Reinforcement learning (RL) is a subset of Machine Learning that uses dynamic data, not static data like unsupervised learning or supervised learning. Reinforcement learning is used in many different applications, such as training computer programs to perform certain tasks to autonomous vehicles. It is also used in control systems.  Given its popularity, I thought I use the  Reinforcement Learning Toolbox™ by MathWorks to balance the pendulum of a Quanser QUBE-Servo 2.

The main components in reinforcement learning to control a dynamic system like a water tank, DC motor, or active suspension system is illustrated in Figure 1 

Reinforcement learning components in control system applications
Figure 1: Reinforcement learning components in control system applications.

Here is a brief description of the components involved: 

  • Environment is everything that exists outside the agent. This includes the plant but also any other effects such as measurement noise, disturbances, filtering, and so on.  
  • Policy uses observations and reward signal from the environment and based on these, applies action to the environment.
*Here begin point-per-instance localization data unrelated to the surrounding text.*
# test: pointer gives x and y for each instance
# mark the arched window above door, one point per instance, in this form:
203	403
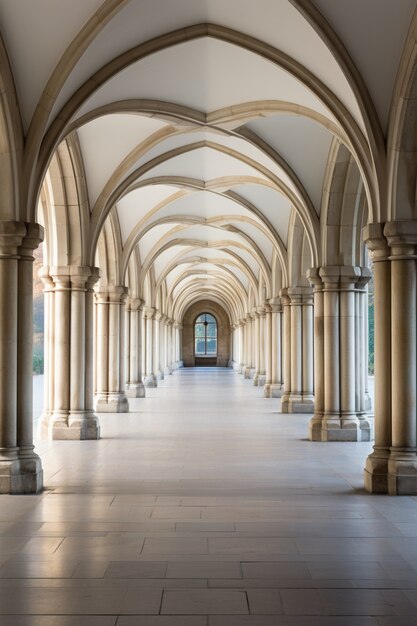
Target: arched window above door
205	335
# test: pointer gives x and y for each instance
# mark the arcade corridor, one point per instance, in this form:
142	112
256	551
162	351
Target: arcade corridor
205	506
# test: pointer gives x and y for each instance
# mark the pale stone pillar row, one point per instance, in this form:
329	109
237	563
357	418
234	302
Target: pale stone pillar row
241	359
262	347
392	466
110	378
248	343
268	350
134	384
286	346
167	348
276	387
298	394
339	354
20	468
150	379
156	342
256	345
69	351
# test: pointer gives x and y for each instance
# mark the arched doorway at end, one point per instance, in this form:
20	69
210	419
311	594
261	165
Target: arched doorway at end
194	357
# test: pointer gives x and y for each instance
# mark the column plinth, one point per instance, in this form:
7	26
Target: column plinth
110	395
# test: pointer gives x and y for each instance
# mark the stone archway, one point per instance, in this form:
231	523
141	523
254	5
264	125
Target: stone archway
223	332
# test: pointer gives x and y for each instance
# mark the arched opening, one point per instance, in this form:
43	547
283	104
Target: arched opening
206	335
205	339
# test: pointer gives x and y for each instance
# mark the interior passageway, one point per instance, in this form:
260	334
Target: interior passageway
201	506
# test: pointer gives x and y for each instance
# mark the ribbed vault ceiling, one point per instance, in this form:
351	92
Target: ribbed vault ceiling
204	143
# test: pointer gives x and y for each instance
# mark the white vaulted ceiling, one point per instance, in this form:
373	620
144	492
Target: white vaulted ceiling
206	142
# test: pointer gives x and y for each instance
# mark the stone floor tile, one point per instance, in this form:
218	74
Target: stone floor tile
264	601
203	569
57	620
250	545
276	570
162	620
137	569
161	545
37	569
204	602
286	620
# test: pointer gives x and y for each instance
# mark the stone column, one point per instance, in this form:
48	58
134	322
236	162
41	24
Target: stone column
180	361
248	341
167	364
276	351
150	378
339	385
156	345
402	463
315	426
173	346
256	339
20	467
134	384
111	396
286	349
300	397
241	339
268	350
69	412
262	346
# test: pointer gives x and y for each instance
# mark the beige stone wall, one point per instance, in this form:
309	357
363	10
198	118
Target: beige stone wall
223	332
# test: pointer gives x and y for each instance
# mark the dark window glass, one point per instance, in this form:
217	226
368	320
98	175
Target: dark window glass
205	335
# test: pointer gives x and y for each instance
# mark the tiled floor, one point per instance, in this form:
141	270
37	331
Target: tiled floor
206	507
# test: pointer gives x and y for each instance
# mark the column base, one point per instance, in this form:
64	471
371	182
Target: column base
297	403
21	476
276	390
135	390
368	402
75	426
338	428
315	427
402	473
375	474
112	403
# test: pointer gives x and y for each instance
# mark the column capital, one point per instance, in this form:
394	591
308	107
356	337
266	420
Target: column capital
112	294
341	276
148	312
275	304
300	295
11	237
313	277
376	242
134	304
32	239
70	276
402	238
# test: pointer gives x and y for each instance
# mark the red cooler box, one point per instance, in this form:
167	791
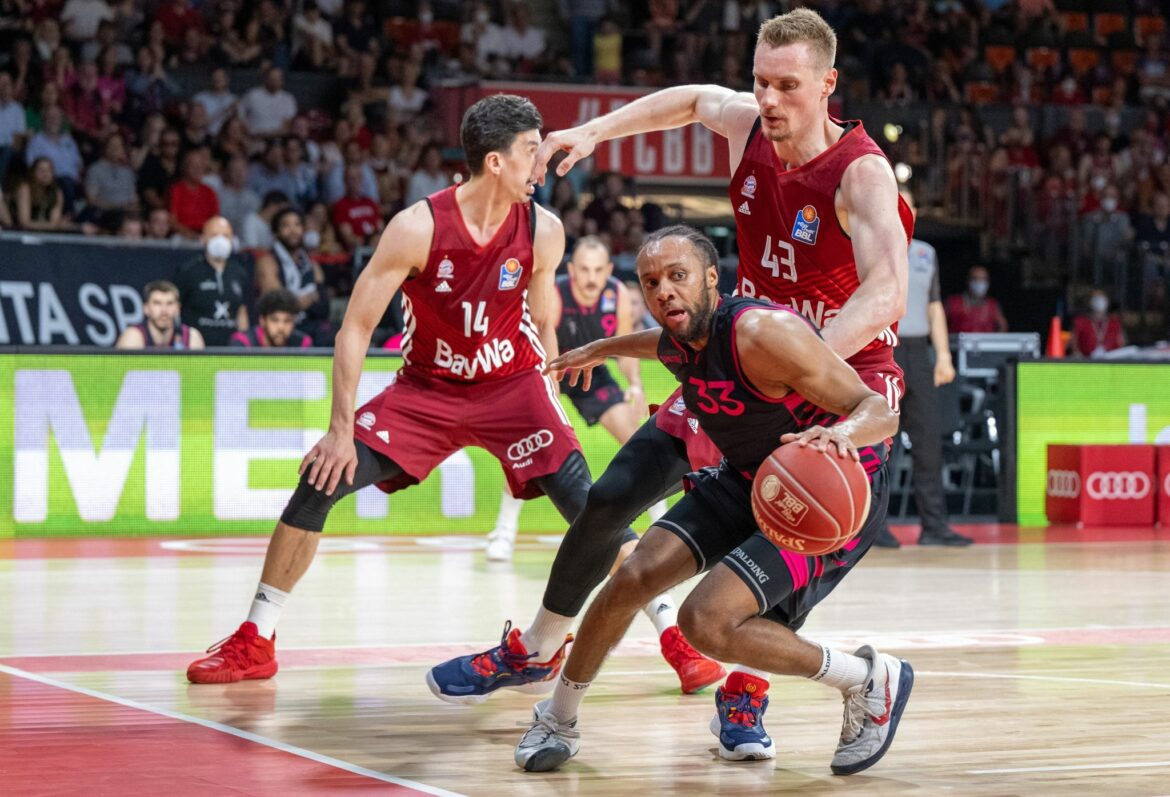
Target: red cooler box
1102	485
1164	486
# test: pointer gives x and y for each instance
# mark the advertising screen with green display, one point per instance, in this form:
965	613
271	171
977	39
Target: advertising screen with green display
210	445
1084	403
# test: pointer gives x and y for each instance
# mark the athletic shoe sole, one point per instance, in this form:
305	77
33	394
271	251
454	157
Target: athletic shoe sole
904	685
750	751
257	673
534	688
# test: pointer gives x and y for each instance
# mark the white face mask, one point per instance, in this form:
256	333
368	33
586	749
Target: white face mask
219	247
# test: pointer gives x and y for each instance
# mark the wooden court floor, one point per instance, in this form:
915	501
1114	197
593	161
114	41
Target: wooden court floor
1043	661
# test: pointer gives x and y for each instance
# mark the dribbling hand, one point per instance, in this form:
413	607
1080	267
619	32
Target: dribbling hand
578	364
823	439
575	141
332	458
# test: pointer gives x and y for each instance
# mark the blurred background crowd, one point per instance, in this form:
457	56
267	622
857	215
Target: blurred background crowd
1039	126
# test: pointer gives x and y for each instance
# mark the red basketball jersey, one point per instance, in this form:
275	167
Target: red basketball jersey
467	314
792	249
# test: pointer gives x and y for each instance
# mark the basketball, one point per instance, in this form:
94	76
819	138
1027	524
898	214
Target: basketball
807	501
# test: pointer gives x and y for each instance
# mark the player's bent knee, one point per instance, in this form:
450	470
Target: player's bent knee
708	631
309	507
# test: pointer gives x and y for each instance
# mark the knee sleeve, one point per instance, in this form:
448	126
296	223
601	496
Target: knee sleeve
649	466
309	507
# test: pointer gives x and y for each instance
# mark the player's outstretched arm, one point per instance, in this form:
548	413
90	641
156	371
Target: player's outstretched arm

Different policies are akin to different types of control methods, e.g., PI, PD, PID. 
  • Reinforcement Learning Algorithm: Updates the policy based on the observations and reward signals, e.g., as the environment changes. 
  • Reward is a function used by RL to know when the system is approaching its objective or task, e.g., balancing the pendulum. It is similar to a cost function used in Linear Quadratic Regulator (LQR) based control except a reward function tries to maximize the value (i.e., not minimize it).  
  • Observations are the set of measured signals (e.g., position and velocity of a DC motor) that are used by the RL algorithm, reward function, and policy.  
  • Actions are the set of the control signals (e.g., motor voltage), as determined by the policy, going to the plant. 

Reinforcement Learning Workflow 

The steps to design a reinforcement learning agent can be summarized as follows:

The workflow will be applied to the QUBE-Servo 2 Inverted Pendulum application in the next section.

QUBE-Servo 2 Inverted Pendulum Reinforcement Learning Design

The QUBE-Servo 2 Inverted Pendulum system, shown below, has two encoders to measure the position of the rotary arm (i.e., the DC motor angle) and the pendulum link and a DC motor at the base of the rotary arm.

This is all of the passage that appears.